Beizer ainda afirma que ao examinar a lista de prisioneiros entregues às SS nos arquivos de guerra, em Helsinque, encontrou fatos perturbadores. Em 4 de março de 1942, por exemplo, no mínimo 17 dos 60 prisioneiros entregues eram judeus. Trata-se de um elevado percentual, se considerarmos que os judeus representavam apenas 1% de todos os prisioneiros de guerra russos. Ela ainda afirma que não há dúvida de que as autoridades finlandesas, elas mesmas os agentes extraditadores de judeus para os alemães, estavam plenamente cientes, à época, de qual seria o seu destino. As listas daqueles que foram entregues às autoridades alemãs incluem pessoas com nomes obviamente judeus, a quem os pesquisadores finlandeses consideram "não judeus" (!). Alguns exemplos: Josef Jakovlevitsh Kirshbaum, Semjon Isakovitsh Kuper e Naum Borisovitsh Smoljak. Como não conseguem descobrir o que aconteceu com os prisioneiros de guerra, ninguém pode afirmar que tenham sido mortos. Portanto, essa parte da história judaica da 2ª guerra continua muito nebulosa.

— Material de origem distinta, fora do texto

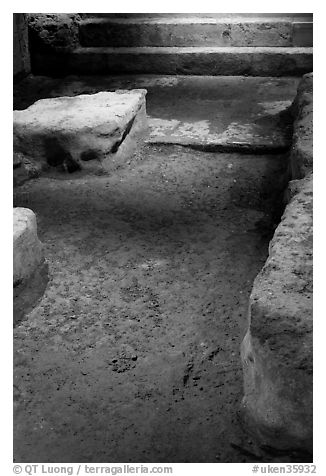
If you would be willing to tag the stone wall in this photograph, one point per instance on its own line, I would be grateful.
(21, 58)
(277, 351)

Segundo Elina Sana, há outra questão que levanta suspeitas. No final de 1942, os prisioneiros judeus estavam concentrados em uma região no centro da Finlândia, em campos de trabalho próximos ao Segundo Campo Central de Prisioneiros, em Naarajärvi. O motivo para tal poderia ser a sua proteção. Mas, no entanto, ela acredita que era, na realidade, para prepará-los para sua extradição aos nazistas.

Está mais do que documentado que o Marechal de Campo Carl Gustav Mannerheim, chefe do Estado Maior durante a guerra, que, em 1944 se tornaria presidente do país, tinha conhecimento da troca de prisioneiros entre finlandeses e alemães. Se a troca dos prisioneiros judeus, concentrados em uma região no centro da Finlândia, não ocorreu, Sana acredita que teria sido porque Mannerheim e seu círculo mais íntimo já haviam entendido que a Alemanha iria perder a guerra. Por isso, consideraram que não valia a pena criar problemas com os judeus...

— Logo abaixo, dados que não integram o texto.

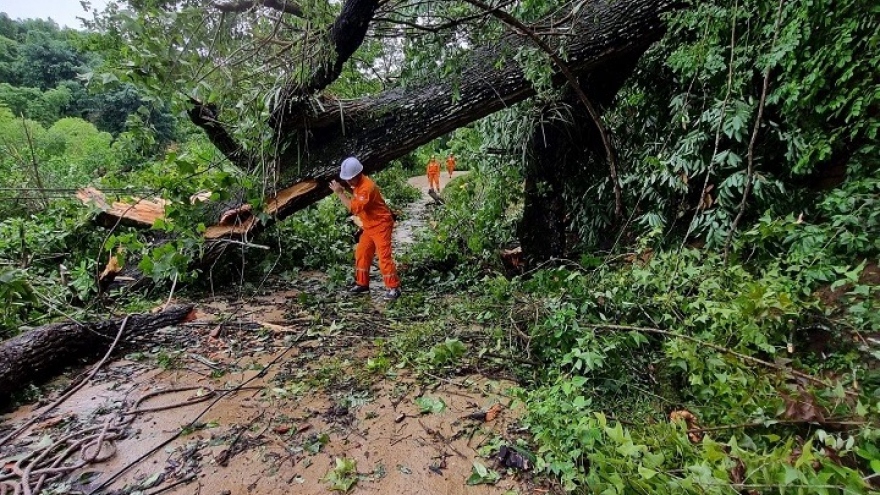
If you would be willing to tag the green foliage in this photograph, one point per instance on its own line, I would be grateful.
(446, 353)
(433, 405)
(481, 475)
(395, 190)
(16, 295)
(344, 476)
(463, 231)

1 O Centro de Jerusalém, fundado em 1976, dedica-se aos principais temas relativos à posição internacional de Israel . Atualmente é dirigido pelo ex-Embaixador de Israel na ONU, Dr. Dore Gold.

2 Serah Beizer, pesquisadora sobre a história dos judeus na Finlândia e a 2ª Guerra, é filiada ao Yad Vashem e coordena o Centro de Recursos da Agência Judaica.